Thanks a lot – and looking forward to add your app here!

[yassineAbou]

I've pushed the changes. You can now download the APK file tagged as Release. Have a great weekend! 😊

[IzzySoft]

Thanks! Integrating it right now, looks fine so far. It even passed the test for Reproducible Builds (also see: Reproducible Builds, special client support and more in our repo), congrats! So it will show up here with the next sync around 6 pm UTC. Be welcome to pick a badge to link there e.g. from your Readme then :smiley:

A preview from the staging arey for what to expect:

Btw, if you want to fill in explanations on what the permissions are needed for, just let me know the details:

ACCESS_NETWORK_STATE looks a bit weird here, especially as no network connections are used (no INTERNET persmission at least).

That said: welcome aboard IzzyOnDroid!

[yassineAbou]

Thanks for adding the app to Droidcon! I would absolutely add the badge to the README so anyone can easily download it. You're right, the current internet permission doesn't make sense. I can generate a new version right now that doesn't include internet connection. Would that work for you?

[yassineAbou]

I checked the project's manifest and I didn't see any internet permission.
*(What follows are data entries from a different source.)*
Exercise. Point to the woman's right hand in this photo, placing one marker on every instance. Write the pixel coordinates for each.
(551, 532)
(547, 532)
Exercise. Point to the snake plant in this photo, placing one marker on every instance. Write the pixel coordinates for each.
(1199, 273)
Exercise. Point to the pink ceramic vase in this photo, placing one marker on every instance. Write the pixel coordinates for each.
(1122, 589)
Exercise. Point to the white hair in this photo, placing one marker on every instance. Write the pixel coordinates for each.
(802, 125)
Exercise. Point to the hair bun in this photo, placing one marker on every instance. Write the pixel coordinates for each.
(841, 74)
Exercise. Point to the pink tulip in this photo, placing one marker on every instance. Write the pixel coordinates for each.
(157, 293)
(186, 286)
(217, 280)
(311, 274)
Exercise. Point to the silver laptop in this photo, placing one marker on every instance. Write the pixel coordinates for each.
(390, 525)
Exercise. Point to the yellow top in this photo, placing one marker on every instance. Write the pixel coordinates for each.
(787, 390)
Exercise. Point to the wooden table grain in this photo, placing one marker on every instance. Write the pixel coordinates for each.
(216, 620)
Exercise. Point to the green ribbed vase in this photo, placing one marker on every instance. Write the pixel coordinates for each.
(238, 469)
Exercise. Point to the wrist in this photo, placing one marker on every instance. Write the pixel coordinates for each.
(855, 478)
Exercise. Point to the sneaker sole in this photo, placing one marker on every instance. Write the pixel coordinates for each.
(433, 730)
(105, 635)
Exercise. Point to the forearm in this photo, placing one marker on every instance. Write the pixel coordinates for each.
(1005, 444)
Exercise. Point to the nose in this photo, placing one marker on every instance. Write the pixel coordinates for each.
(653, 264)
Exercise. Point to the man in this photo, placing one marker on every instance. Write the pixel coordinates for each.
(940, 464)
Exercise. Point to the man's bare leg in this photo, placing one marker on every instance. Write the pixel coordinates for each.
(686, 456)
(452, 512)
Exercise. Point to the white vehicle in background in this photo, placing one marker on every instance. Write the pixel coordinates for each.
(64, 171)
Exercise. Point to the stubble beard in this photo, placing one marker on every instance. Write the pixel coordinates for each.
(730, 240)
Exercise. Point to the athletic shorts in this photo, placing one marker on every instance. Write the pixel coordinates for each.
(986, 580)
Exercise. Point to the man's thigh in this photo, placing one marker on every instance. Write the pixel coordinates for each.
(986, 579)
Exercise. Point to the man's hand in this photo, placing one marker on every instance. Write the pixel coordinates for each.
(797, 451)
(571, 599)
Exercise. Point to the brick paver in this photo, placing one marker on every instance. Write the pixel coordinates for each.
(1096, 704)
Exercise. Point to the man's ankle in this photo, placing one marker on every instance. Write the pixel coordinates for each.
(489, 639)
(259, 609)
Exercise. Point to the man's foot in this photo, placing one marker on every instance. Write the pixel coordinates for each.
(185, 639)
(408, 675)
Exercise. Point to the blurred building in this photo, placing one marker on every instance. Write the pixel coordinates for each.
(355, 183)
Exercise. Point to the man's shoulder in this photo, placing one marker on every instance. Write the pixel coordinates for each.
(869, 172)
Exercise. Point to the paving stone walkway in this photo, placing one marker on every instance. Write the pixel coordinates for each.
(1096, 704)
I'm not sure what's wrong

<uses-permission android:name="android.permission.USE_FULL_SCREEN_INTENT" />
    <uses-permission android:name="android.permission.FOREGROUND_SERVICE" />
    <uses-permission android:name="android.permission.FOREGROUND_SERVICE_MEDIA_PLAYBACK" />
    <uses-permission android:name="android.permission.VIBRATE" />
    <uses-permission android:name="android.permission.RECEIVE_BOOT_COMPLETED" />
    <uses-permission android:name="android.permission.POST_NOTIFICATIONS" />
    <uses-permission android:name="android.permission.SCHEDULE_EXACT_ALARM" />
    <uses-permission android:name="android.permission.USE_EXACT_ALARM" />

[IzzySoft]

Thanks for adding the app to Droidcon!

DroidCon was nice in Berlin earlier this year, indeed! But the app was added to IzzyOnDroid :wink:

I can generate a new version right now that doesn't include internet connection. Would that work for you?

Just keep it in mind for the next release (and it's bad practice to replace what was already discributed – even in case of some severe security issue, one better just removes the bad file and creates a new release, to make sure everyone receives an update).

I checked the project's manifest and I didn't see any internet permission. I'm not sure what's wrong

Most likely a dependency that dragged it in then. You always can Remove Unwanted Manifest Permissions With tools:node in such cases.

[yassineAbou]

I appreciate the clarification on where the app was actually added. I'm glad you liked DroidCon Berlin, though😅

[yassineAbou]

Everything makes sense now. A dependency uses internet permission, and I should use tools:node to remove the unwanted permission

[IzzySoft]

Yupp. Just that is was not INTERNET but ACCESS_NETWORK_STATE :wink:

[yassineAbou]

I'm bad with names😓

anyway, I added the badge to the README file. And that was really fun. Before I close this issue, I have a quick question if you don't mind : Does IzzyOnDroid currently have any AI apps? I'm asking because I recently started a personal AI project that I aim to finish within the next year. I'd love to get your feedback on it. Here's the link: LLMS. and Thanks

[IzzySoft]

I added the badge to the README file

Thanks! :star_struck:

Does IzzyOnDroid currently have any AI apps?

We're not to fond of (current) AI, sorry.